Why Governance Matters for Internal Communication Channels?
A failure to bring control and sense will add to the chaos. Each of the different sorts of channels has meaning to communicators (these are their tools of the job after all), but for employees they can very quickly get lost and begin to glaze over and start to ignore the whole environment.
If you don't know what's out there, you can't describe the communications environment. If you can't describe it, you can't manage it.

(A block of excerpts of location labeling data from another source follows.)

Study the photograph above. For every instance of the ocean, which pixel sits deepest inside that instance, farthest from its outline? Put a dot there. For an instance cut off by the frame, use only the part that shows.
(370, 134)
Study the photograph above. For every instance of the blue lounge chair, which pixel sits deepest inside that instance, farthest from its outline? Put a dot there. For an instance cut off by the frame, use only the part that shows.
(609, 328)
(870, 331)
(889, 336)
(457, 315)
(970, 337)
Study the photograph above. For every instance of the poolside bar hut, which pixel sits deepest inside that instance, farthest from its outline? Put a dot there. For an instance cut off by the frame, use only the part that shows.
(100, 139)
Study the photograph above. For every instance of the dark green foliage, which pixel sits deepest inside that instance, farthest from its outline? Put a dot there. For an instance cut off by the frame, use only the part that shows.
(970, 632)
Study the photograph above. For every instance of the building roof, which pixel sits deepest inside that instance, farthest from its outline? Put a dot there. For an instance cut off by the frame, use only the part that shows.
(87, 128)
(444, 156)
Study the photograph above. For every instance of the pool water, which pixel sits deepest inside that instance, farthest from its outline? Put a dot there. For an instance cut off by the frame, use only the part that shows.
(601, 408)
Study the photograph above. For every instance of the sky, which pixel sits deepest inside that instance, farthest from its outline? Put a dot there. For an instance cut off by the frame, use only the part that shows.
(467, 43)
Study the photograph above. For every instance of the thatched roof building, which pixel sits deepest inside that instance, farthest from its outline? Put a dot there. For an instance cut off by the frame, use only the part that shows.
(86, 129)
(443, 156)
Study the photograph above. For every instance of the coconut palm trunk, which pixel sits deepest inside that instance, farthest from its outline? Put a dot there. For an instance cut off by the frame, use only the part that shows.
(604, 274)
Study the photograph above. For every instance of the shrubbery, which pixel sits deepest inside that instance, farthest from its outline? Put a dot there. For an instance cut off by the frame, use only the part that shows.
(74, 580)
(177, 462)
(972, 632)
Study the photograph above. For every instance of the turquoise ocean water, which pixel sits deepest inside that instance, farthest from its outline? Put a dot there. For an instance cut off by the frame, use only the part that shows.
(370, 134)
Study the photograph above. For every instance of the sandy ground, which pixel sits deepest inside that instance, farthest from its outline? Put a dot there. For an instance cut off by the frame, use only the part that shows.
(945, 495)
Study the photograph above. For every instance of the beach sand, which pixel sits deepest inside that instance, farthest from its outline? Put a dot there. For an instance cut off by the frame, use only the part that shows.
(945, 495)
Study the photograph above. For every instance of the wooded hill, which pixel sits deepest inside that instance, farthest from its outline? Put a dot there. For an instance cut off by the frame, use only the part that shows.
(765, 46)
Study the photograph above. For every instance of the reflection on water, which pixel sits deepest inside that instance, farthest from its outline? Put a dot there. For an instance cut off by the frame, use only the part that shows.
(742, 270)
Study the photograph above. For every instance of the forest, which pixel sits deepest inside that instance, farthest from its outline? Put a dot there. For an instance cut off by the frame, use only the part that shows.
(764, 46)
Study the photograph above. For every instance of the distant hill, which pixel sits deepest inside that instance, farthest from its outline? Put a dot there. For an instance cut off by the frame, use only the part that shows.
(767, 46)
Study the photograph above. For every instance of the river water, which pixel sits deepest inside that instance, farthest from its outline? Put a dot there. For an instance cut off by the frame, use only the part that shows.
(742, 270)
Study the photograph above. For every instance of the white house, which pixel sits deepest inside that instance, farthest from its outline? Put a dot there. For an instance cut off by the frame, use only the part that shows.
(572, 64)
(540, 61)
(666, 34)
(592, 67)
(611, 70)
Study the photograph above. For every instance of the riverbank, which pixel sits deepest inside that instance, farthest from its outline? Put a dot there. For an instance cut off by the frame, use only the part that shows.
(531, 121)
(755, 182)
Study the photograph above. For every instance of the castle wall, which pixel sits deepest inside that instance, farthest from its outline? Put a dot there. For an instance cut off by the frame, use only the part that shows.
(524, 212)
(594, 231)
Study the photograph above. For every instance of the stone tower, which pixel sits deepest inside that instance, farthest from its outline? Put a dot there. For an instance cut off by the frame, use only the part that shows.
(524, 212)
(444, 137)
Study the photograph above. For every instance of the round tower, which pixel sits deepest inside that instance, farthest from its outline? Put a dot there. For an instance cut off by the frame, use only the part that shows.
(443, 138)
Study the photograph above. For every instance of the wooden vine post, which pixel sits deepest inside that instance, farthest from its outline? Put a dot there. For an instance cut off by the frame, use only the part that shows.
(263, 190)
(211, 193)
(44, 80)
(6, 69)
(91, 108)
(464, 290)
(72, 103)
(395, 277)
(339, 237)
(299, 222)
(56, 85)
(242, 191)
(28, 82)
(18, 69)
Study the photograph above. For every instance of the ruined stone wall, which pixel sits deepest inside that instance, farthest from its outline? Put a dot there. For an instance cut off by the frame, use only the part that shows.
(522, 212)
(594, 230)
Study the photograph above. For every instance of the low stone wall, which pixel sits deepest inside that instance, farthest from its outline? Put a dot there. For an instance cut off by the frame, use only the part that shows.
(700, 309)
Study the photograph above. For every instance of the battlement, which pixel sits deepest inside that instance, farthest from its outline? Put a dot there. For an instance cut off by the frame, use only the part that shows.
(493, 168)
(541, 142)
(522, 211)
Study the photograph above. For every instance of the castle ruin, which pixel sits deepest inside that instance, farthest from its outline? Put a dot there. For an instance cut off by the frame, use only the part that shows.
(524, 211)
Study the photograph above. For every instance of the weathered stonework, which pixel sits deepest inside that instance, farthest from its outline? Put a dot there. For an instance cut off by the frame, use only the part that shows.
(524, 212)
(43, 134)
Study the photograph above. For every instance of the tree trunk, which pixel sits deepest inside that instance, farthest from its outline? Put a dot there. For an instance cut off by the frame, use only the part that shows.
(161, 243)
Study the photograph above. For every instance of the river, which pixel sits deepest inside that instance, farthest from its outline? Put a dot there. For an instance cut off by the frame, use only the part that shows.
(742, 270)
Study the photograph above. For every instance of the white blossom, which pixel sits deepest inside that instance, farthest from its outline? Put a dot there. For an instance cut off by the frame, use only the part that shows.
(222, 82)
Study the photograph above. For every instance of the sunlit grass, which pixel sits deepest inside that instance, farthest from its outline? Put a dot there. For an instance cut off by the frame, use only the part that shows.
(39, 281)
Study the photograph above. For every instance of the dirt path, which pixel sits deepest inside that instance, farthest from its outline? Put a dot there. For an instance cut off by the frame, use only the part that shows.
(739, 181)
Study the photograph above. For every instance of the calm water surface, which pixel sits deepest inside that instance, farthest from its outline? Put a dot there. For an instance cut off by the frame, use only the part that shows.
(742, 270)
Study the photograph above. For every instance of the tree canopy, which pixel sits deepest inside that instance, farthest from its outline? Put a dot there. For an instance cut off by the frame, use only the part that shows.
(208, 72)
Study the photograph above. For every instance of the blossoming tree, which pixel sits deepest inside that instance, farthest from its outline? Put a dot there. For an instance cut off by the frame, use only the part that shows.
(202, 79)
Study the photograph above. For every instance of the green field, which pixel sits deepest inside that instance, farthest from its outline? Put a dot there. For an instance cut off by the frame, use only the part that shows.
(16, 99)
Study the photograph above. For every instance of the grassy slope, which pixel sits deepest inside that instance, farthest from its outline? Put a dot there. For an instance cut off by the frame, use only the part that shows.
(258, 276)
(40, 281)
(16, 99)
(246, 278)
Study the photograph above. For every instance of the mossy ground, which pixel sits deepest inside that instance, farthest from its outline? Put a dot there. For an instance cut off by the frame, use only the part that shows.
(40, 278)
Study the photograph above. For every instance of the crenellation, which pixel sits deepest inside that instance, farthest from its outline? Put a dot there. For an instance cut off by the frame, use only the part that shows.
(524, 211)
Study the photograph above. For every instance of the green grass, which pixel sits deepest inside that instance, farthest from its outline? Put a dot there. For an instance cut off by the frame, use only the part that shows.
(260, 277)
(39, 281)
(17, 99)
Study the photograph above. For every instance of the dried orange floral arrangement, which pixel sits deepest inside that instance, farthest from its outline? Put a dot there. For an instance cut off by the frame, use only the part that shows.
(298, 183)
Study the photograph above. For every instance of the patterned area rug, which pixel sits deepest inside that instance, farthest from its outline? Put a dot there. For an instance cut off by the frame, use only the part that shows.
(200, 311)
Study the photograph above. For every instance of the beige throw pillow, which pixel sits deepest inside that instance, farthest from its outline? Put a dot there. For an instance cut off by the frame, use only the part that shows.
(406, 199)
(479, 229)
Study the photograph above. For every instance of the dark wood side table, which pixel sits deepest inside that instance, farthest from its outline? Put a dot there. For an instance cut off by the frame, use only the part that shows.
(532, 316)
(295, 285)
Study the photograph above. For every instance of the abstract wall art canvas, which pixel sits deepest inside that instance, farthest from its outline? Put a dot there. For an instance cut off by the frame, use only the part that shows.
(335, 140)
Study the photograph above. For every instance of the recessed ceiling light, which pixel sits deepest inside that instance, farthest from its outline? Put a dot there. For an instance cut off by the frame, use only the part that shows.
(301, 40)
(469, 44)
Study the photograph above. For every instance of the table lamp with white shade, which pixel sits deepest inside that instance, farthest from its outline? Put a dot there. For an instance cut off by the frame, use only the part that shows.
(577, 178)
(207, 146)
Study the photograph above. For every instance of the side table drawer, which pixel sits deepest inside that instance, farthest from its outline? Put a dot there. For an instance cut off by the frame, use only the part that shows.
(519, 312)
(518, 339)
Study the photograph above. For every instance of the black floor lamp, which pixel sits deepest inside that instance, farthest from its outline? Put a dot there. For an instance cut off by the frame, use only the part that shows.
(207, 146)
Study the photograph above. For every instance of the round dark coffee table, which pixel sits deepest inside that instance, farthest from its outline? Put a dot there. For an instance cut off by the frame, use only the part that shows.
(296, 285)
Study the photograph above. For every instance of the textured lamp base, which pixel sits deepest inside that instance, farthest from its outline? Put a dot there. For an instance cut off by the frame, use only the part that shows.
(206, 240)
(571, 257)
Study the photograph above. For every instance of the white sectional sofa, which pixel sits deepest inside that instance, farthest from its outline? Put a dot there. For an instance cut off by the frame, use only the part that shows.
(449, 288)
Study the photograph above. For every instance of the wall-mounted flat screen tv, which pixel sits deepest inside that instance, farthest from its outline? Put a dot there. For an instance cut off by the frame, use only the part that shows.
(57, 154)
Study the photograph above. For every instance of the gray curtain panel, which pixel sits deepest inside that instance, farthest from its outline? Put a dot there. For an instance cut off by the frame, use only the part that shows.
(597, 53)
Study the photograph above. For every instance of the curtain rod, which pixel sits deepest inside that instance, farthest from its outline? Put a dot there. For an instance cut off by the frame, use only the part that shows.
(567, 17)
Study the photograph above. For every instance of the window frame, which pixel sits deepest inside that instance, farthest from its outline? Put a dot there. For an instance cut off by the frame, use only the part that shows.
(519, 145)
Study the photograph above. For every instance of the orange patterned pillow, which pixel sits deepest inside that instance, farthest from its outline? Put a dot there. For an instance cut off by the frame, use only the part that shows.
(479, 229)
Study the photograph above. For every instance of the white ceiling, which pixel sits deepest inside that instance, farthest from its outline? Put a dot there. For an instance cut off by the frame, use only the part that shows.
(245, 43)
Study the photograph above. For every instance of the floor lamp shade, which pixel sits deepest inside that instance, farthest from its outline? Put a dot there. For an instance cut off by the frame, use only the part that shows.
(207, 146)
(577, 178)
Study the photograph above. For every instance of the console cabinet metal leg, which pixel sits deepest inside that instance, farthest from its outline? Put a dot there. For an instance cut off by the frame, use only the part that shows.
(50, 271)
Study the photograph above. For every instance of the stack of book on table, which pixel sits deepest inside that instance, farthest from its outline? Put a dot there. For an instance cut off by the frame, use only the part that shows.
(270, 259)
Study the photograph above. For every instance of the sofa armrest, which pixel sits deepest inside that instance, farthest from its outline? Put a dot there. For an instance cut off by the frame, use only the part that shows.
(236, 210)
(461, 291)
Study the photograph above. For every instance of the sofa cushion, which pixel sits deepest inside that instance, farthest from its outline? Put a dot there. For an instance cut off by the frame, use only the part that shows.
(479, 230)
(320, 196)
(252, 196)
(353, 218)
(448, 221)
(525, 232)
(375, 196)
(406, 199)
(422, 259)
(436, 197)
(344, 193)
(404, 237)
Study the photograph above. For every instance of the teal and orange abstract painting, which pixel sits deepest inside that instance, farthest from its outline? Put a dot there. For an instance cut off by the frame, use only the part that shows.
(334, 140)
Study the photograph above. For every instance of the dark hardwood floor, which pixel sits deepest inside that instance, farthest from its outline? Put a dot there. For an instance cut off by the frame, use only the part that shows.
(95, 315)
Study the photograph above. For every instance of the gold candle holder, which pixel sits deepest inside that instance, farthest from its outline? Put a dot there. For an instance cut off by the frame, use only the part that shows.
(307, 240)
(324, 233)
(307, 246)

Governance is about clarity – nice clean lines that everyone is aware of. If there is a problem, different groups can talk it out and resolve it. But without clarity? People then improvise, do what they think is best, sulk, misbehave or go maverick. A channel matrix allows you to define the space and record useful information against each level as well as guide people's practices. It answers the question, "What's the best way to get this message out, to this audience, for the best impact?"
How to Map Your Internal Comms Channels
- Map the organisation: What does the playing field look like? Collect and organise the things that describe the different areas of interest such as organisation, brands and geography.
- Map the likely audiences: If you can, get hold of some employee data. You need to know how many people that are in each of those organisational units and geographies. It's likely that some far flung branch offices are very small. This is also where you can try and find things about languages too.
- Map the tech: Look at the existing channels that you're aware of. What digital tools do they use to deliver them?
— Intranet news: SharePoint or something a little more toothy like Interact or Unily
— Broadcast email: Something like Poppolo or JungleMail, or perhaps even just Outlook and email lists.
— Social platforms: Things like Viva Engage, even LinkedIn.
— Frontline apps: Such as Staffbase or Blink
— Digital signage: Such as AppSpace or ScreenCloud
— Newsletters: Anything exotic
— Town halls: Specific webinar style tech, or plain old Teams or Zoom. - Audit the known: Look at the channels you know about and look at samples of them.
- Interview users: This is critical – you have to speak with a representative sample of users. Discover the sources of news and information that they find the most useful for them and any frustrations that they have. They might tell you of the impact of the dark matter communications that also lead to the loading of their communications "workload" or of channels you haven't even heard of. They will tell of their favourite methods for keeping up to date and the personal tactics they have to employ to find information that is essential for them.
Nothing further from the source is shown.